Sandro Botticelli painter in the Sistine Chapel. A narration and portrait

SERIES: From VIVE to the city. The history of art in Rome in the 15th-20th centuries - Under the aegis of Silvia Ginzburg, professor of the History of Modern Art, Università di Roma Tre
SPEAKER: Patrizia Zambrano
DATE: Thursday 13 July, 6 pm 
PLACE: Palazzo Venezia, Sala del Refettorio

The “Palazzetto” and more importantly the “Palazzo” of Pietro Barbo – a Venetian cardinal become Pope in 1464 with the name of Paul II – are, along with the external loggia of St Mark’s, an artistic workshop of great importance. Well- and lesser-known architects and stonemasons alternated in works that had the merit of introducing ambitious and innovative architectural solutions to a Rome of still mediaeval appearance. Paul II wanted to turn it into a new papal residence and created a building complex featuring structures inspired by classical monuments such as the Colosseum, Teatro di Marcello and Basilica di Massenzio.

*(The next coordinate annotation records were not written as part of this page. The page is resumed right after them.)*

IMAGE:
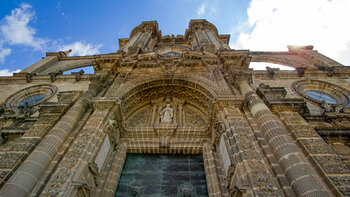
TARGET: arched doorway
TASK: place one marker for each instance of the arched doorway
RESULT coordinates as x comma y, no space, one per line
167,129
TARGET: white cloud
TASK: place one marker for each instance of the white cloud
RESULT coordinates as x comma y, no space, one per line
15,28
201,9
276,24
7,72
3,53
81,48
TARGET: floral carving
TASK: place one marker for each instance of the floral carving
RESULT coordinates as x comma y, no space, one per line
316,146
8,160
193,119
332,164
140,120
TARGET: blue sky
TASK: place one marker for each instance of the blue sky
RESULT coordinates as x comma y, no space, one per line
28,29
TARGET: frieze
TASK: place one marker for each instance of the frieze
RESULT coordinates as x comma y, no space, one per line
58,180
332,164
343,184
293,118
316,146
141,119
193,119
9,160
37,130
4,173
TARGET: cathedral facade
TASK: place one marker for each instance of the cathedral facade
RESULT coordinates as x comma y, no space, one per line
177,116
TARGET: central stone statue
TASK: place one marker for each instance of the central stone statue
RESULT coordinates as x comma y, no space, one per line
167,114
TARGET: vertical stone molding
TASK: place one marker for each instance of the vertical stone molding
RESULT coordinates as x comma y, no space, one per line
251,174
82,164
19,151
298,171
116,168
210,172
328,163
27,175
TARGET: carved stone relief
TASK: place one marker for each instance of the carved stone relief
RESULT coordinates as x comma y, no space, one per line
193,119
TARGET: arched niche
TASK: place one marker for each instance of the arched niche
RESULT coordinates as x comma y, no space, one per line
263,65
86,69
144,105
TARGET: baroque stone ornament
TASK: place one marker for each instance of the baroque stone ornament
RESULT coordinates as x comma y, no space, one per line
186,97
186,190
167,114
135,189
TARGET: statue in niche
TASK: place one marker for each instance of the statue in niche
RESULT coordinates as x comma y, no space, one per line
167,114
186,190
135,189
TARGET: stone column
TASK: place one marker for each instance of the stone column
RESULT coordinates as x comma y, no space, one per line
114,174
28,174
82,165
246,169
300,174
316,149
210,172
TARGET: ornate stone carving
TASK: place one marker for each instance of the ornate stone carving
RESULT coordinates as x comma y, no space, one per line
141,119
332,164
166,114
316,146
9,160
54,186
135,189
186,190
293,118
247,146
193,119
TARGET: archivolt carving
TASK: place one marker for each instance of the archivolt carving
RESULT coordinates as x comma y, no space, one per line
134,100
141,119
192,118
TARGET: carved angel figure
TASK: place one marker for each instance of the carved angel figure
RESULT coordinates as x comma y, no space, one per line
167,114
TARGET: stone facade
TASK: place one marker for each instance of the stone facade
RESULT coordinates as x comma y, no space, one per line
261,133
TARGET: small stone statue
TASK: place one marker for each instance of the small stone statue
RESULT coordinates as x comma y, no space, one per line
186,190
167,114
135,189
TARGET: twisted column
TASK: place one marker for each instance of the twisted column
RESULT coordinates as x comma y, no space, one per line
26,177
300,174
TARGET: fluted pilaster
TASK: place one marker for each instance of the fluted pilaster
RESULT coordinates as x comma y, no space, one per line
301,176
28,174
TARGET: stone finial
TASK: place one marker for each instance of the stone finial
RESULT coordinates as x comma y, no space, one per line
295,48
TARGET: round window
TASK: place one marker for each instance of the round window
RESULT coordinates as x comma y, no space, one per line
320,91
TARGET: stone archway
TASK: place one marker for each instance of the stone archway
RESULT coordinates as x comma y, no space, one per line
186,131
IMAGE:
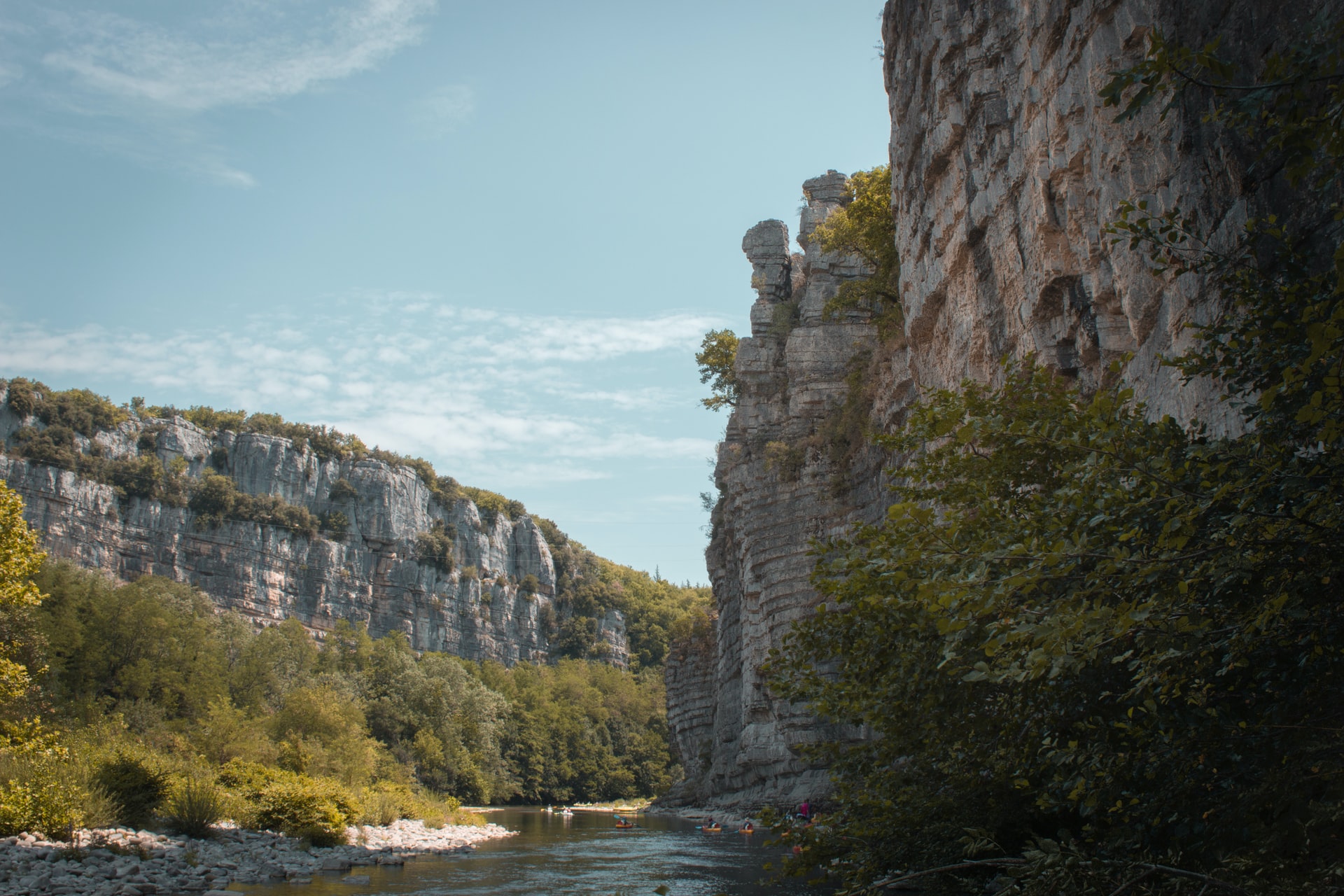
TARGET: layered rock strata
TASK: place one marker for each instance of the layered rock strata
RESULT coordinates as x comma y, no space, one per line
1006,171
370,574
780,489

Extended by Cardinal Marco Barbo (and later gifted to the Venetian Republic by Pius IV) the Palazzo ushered in the Renaissance phase in the area at the foot of the Campidoglio, where Michelangelo lived and the church of Santa Maria di Loreto was founded (1507), its central Bramante-style plan becoming a model on which even Raphael drew for inspiration.

Biography

Patrizia Zambrano is a professor of the History of Art at the Università del Piemonte Orientale. She has written a number of essays on Sandro Botticelli and in 2018 curated the Le storie di Botticelli tra Boston e Bergamo exhibition (Accademia Carrara 2018-19). She has written a monograph on Filippino Lippi (Milano 2004) and explored the history of connoisseurship, studying Bernard Berenson and the confusion between Filippino Lippi and Sandro Botticelli, as narrated in Amico di Sandro (Milan 2006). For the last few years she has been studying and writing about the links between Sandro Botticelli and the birth of the modern portrait. In 1992 (with Franco Sabatelli and Enrico Colle) she wrote La cornice italiana. Dal Rinascimento al Neoclassico, and since then has continued to focus on mouldings, altars, sculpture and wood carving of the Renaissance and baroque period.